Should I be concerned if my charger is earthed (grounded) or not?
Solution 1:
All Power Supplies must meet 4 critieria
- 1) Safety; for Hipot, leakage to earth and other things.
- 2) EMI compatibility
- 3) meet product requirements for AC-DC or AC-RF mobile charger
4) Low Cost
-
Will they fail from a 6kV lightning transient?
- possibly (especially in Florida) but not 2~3kV according to regional product power standards in an area protected with line lightning arrestors
Are you safe from secondary breakdown and getting zapped
- yes if they are compliant and there are no manufacturing defects.

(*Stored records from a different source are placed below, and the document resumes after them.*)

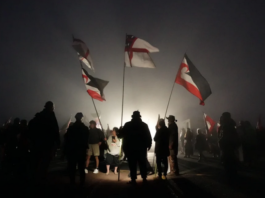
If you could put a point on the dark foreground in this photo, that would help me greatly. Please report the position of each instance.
(196, 180)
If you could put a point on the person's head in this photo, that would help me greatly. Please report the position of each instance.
(79, 116)
(16, 121)
(49, 106)
(199, 131)
(24, 123)
(171, 119)
(92, 124)
(114, 132)
(226, 117)
(161, 123)
(136, 115)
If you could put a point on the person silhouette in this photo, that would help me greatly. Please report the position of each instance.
(136, 141)
(76, 145)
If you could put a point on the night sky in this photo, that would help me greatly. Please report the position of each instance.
(225, 40)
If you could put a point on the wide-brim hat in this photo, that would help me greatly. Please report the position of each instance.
(136, 114)
(171, 117)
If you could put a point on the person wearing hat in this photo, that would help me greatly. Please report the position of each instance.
(96, 137)
(44, 137)
(76, 145)
(161, 148)
(136, 141)
(173, 144)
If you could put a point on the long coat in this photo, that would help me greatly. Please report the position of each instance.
(162, 141)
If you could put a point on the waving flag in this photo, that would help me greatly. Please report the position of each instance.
(137, 53)
(209, 123)
(94, 86)
(83, 53)
(189, 77)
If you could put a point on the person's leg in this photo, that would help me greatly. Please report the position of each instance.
(165, 162)
(176, 166)
(81, 168)
(71, 169)
(158, 164)
(132, 161)
(142, 164)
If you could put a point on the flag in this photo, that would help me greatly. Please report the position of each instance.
(98, 123)
(189, 77)
(94, 86)
(259, 126)
(83, 53)
(137, 52)
(209, 123)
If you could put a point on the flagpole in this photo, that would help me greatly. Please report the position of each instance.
(122, 94)
(169, 99)
(93, 102)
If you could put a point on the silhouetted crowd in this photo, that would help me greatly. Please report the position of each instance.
(29, 147)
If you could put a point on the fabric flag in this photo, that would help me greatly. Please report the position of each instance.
(209, 123)
(98, 123)
(259, 126)
(189, 77)
(137, 52)
(83, 53)
(94, 86)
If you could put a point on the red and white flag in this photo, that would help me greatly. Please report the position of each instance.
(209, 123)
(137, 52)
(189, 77)
(83, 53)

- all manufacturers are only required to do 100% Hipot and leakage tests but not EMI tests
What about EMI?
- It is well defined in most countries but with the flooded online aftermarket of 3rd party power adapters, it's a gray zone.
The 3rd party or aftermarket chargers like OEM's are self-regulated and are not tested with every target device as OEM's are required to do. So compatibility with load noise and switcher noise may vary if the step load rates happen to interfere under some load condition. So hypothetically it may become a source of EMI if not an OEM supply or may not have the smart communication signals over DC power to identify the match to the target device.
Radio and power line conducted interference requirements are well specified for consumer and commercial equipment.
Susceptibility has long been a corporate standard and then included in CE standards. The RF standard levels are shown in a graph below. But there are more tests for Hipot, leakage current to ground wire , ESD damage and sometimes a few more. ( coke spill test, drop test, temp rise test, short circuit test)
Beside converting AC to DC which usually generates a lot fast rise time current pulses, the purpose is to minimize this "egress" going out and "ingress from power line transients (PLT) and lightning noise.
There are many methods to this AC-DC conversion. Long ago bricks just pumped high pulse currents just after a bridge rectifier peak voltage that had to be sustained until the next half cycle. These were notorious for causing external mic buzz issues on some 3rd party desk mics for laptops and even towers with ATX 50kHz SMPS converters. The converters didn't radiate that far but far enough to be picked up by an unbalanced desktop mic plugged into an ungrounded mobile laptop or even a grounded desktop. Usually ok, but some were caused a buzz.
This is due the common mode stray EMI coupling into an unbalanced high impedance mic( or radio or other elctronic device nearby) and the receiving cable converts the CM noise into a differential voltage due to unbalanced impedance on signal vs ground.
The most common solution is a 2 way Pi Filter , sometimes in two stages. The winding balance is critical and the Y caps to earth ground are plastic high quality and rated for lightning transients for breakdown safety.
Now you have notied that many mobiles with low power mobiles e.g. iPhones, iPads do not use 3 pronged plugs. Instead they higher frequency Ac-DC converters where the CM noise can be absorbed in the lossy ferrite CM choke instead of being shunt from CM choke to earth ground.
Emission levels
An example of some 2 pronged AC-DC noise filters ( PLT protection not shown)
This does not mean ALL 2 pronged mobile chargers are compliant to conducted/radiated ingress/egress but many are such as Apple's.
So don't be worried. Just be aware of the requirements and possible EMI and susceptibility to damage or interference from lightning or power line transients and changes to local standards in your country.
Just beware of of the requirements and 3rd party chargers that have not been certified with your equipment. It may be OK, so trust but verify or don't trust.
Your choice.
edit
Content References: all from my experience as an EE since 1975 doing R&D, Test Eng , CMS and EMI testing.